Teaching history is a pillar of national identity in postwar Germany. That is why Sawsan Chebli, a Berlin state legislator with Palestinian heritage, recently came up with an idea that is radical even by the standards of a country that has dissected the horrors of its past like no other: make visits to Nazi concentration camps mandatory — for everyone.
“This is about who we are as a country,” she said in a recent conversation in Berlin. “We need to make our history relevant for everyone: Germans who no longer feel a connection to the past and immigrants who feel excluded from the present.”
Ms. Chebli’s proposal comes at a time when Germany is grappling with the creeping rise of two kinds of anti-Semitism and as the Jewish community, now numbering about 200,000, is once again nervous.

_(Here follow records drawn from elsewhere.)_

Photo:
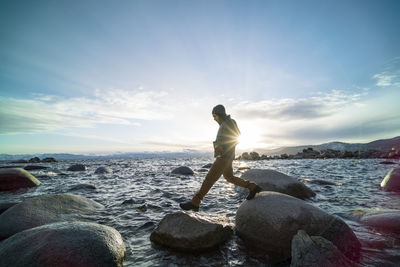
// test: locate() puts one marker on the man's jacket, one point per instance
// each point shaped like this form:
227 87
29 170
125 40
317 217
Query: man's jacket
227 136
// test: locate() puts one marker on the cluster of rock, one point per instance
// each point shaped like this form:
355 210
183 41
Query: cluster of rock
310 153
54 230
277 222
35 160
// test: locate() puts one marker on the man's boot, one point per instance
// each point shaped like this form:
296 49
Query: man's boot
188 206
253 192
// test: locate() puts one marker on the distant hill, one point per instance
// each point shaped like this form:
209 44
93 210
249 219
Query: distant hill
381 145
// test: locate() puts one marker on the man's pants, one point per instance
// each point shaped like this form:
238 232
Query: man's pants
221 166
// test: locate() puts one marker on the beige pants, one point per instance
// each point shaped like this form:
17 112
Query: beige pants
221 166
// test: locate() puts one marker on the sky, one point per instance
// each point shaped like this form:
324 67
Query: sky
132 76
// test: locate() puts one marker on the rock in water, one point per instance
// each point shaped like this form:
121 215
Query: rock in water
316 251
386 221
271 219
45 209
190 232
64 244
103 170
16 178
270 180
77 168
392 180
183 170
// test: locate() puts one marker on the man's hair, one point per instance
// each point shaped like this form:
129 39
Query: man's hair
219 110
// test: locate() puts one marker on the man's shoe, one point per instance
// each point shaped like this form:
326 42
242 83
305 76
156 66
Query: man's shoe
188 206
253 192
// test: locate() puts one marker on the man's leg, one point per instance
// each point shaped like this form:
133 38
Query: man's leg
212 176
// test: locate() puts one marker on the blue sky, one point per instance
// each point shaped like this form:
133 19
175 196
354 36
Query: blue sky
107 76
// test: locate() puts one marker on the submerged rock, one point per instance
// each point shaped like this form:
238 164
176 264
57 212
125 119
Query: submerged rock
84 187
271 219
77 168
103 170
16 178
385 221
64 244
45 209
270 180
392 180
190 232
316 251
183 170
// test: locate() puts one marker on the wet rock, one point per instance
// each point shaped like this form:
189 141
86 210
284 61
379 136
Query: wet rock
103 170
34 167
392 180
16 178
84 187
64 244
270 220
183 170
77 167
271 180
387 162
6 206
49 160
190 232
386 221
316 251
207 166
45 209
34 160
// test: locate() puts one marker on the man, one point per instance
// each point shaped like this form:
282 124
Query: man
224 153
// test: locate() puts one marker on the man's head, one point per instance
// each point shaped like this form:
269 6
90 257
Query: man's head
219 113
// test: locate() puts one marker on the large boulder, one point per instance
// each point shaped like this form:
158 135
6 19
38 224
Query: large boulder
392 180
45 209
271 180
183 170
77 168
386 221
103 170
64 244
271 219
16 178
316 251
190 232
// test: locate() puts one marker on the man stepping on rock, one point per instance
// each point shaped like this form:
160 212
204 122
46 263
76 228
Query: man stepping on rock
224 153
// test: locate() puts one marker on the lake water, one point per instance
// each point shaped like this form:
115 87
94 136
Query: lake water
141 192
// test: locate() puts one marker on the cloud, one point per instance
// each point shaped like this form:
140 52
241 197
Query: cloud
296 109
47 113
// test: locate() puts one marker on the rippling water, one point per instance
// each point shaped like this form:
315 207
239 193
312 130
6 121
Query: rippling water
141 192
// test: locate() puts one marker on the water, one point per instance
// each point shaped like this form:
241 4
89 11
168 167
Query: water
150 192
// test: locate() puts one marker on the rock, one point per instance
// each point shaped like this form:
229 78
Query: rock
183 170
45 209
16 178
270 220
34 167
103 170
190 232
64 244
84 187
392 180
34 160
271 180
6 206
386 221
316 251
49 160
207 166
77 167
387 162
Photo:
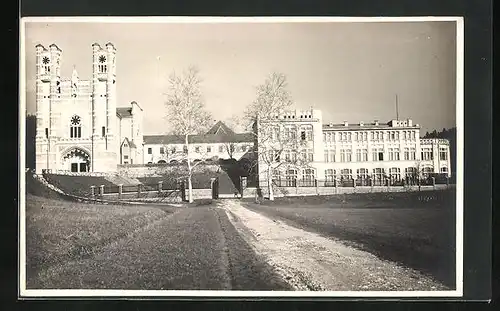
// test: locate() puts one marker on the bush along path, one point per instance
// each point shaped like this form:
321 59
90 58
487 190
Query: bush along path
309 261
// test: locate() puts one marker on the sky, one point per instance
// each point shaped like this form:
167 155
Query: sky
350 71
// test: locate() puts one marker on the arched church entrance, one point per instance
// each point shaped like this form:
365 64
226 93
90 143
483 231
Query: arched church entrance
76 160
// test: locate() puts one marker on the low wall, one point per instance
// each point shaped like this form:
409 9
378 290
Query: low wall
157 170
307 191
156 196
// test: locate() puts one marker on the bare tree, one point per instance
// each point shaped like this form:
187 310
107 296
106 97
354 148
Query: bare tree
277 144
230 146
185 112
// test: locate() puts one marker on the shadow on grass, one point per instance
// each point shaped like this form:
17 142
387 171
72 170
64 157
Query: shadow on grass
416 230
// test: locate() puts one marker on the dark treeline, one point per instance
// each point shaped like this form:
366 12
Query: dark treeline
451 135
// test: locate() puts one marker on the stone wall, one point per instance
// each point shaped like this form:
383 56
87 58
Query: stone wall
157 170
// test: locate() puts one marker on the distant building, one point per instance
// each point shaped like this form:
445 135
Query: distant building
349 151
220 142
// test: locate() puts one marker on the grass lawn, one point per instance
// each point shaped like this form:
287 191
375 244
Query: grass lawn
414 229
58 231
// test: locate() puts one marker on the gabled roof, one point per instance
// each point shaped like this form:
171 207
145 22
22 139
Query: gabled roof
220 128
124 112
199 139
129 142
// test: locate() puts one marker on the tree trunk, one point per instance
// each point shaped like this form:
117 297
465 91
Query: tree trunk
270 185
190 184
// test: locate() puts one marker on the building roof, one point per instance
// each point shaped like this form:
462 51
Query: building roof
220 128
199 139
124 112
130 143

Neo-Nazis have been emboldened by the arrival of Alternative for Germany, the first far-right party to break into Parliament since World War II. And there are concerns that the recent absorption of more than a million immigrants, many from the Middle East and many Muslim, has inadvertently created incubators of a different kind of anti-Semitism — one hiding behind the injustices of the Israeli-Palestinian conflict but often reverting to hateful old stereotypes, too.
It was the sight of Arab immigrants, including Palestinian-Germans like herself, burning an Israeli flag underneath the Brandenburg Gate in December while chanting “Death to Israel” that moved Ms. Chebli to speak up.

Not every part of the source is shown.